Les Walkden Enterprises Pty Ltd and company director Leslie James Walkden faced a combined three charges of breaching a safety duty under the Heavy Vehicle National Law (HVNL).
They both pleaded guilty and were sentenced in Launceston Magistrates’ Court on Thursday, May4.
As a result of the offences the Tasmanian Local Court also issued two Supervisory Intervention Orders (SIOs) worth $100,000 to the company and director, requiring them to address their faults in fatigue management.
SIOs are court orders that require a company or individual to implement better practices, train staff and implement safety systems or procedures to ensure future compliance with the HVNL. If the company fails to comply, they can be brought back before the court.
According to a statement from the NHVR, its extensive investigation revealed ongoing fatigue breaches by the company. Over a 12-month period, the company had 251 fatigue-related breaches which were undetected by the company and director. Due to the management of these practices, charges were laid under sections 26G and 26H of the HVNL.

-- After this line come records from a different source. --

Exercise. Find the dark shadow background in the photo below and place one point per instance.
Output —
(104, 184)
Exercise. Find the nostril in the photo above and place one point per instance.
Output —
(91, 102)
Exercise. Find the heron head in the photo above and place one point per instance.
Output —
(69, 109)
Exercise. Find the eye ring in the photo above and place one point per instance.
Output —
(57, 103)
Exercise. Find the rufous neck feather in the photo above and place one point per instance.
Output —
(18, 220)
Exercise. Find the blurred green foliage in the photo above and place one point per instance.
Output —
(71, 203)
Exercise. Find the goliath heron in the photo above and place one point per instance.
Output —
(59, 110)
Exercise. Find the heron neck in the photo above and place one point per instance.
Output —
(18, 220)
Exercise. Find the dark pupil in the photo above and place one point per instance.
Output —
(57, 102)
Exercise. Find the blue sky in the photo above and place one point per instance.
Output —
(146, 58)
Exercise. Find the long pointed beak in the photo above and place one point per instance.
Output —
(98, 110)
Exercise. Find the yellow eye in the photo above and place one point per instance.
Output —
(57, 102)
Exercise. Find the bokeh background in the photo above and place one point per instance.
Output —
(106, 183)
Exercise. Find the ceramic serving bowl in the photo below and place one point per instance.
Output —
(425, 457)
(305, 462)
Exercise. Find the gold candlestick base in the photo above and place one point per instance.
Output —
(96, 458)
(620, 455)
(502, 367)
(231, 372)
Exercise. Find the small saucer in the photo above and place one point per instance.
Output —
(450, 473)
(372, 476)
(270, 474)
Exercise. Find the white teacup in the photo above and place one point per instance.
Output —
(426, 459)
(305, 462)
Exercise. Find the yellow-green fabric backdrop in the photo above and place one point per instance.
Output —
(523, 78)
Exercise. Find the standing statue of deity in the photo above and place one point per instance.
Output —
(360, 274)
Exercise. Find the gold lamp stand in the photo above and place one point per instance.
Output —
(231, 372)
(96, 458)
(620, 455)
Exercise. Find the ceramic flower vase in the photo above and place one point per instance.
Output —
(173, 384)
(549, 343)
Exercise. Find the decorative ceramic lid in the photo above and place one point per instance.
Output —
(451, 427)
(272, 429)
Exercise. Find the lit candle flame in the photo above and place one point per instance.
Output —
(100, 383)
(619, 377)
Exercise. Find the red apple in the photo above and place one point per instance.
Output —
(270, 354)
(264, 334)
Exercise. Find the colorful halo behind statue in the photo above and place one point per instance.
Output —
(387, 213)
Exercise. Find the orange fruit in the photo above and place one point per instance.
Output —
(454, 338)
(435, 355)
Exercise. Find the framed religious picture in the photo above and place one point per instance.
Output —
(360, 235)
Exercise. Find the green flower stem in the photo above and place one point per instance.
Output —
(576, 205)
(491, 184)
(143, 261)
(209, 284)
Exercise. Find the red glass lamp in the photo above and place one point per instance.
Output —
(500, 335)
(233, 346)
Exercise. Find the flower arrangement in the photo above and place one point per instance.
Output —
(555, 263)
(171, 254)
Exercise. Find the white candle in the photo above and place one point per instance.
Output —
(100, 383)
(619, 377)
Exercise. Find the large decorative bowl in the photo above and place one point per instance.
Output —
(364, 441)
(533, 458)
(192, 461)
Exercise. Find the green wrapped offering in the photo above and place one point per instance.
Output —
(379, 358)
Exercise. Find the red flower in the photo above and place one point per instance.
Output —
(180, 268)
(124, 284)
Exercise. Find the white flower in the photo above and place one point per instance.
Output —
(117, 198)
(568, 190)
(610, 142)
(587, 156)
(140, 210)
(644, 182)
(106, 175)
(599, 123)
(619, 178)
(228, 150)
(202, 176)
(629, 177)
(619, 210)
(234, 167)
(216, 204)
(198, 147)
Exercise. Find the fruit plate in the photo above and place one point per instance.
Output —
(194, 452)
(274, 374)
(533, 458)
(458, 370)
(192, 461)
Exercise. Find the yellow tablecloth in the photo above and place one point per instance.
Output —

NHVR director of prosecutions Belinda Hughes said both outcomes are significant as they will help improve safety across the industry.
“Both the company and the Director must now engage an accredited training provider to receive training in key areas like applying a fatigue risk management system and then administer that system,” said Hughes.
“The sentence is designed to deter the company and individual from repeating the offence while protecting the safety of industry and the broader community. We urge all companies to review their training practices to manage the fatigue of their drivers.
“Fatigue is a serious issue that can result in serious injury or death. It is imperative you train your drivers and take on the responsibility of fatigue management.”
In a statement published on its Facebook page, Les Walkden Enterprises said the charges concerned breaches identified during the period of December 1, 2019, to February 29, 2000, and a number of those relate to administrative issues regarding completion of logbooks and record-keeping.
“The charges do not relate to the detection of fatigue in drivers and there has been no allegation made by the NHVR in the course of the proceedings of actual fatigue being suffered by any Les Walkden Enterprises drivers,” the statement said.
“There has been no allegation that any incidents have occurred either through fatigue, or otherwise, as a consequence of the allegations contained in the charges.”
Les Walkden Enterprises said it remains committed to the safety of its drivers and the community, and since being made aware of the breaches the company and Walkden have instituted various measures to address the risks identified.
They include staff and driver training, the installation of Guardian units and Teletrac Navman systems and changes to operational logistics.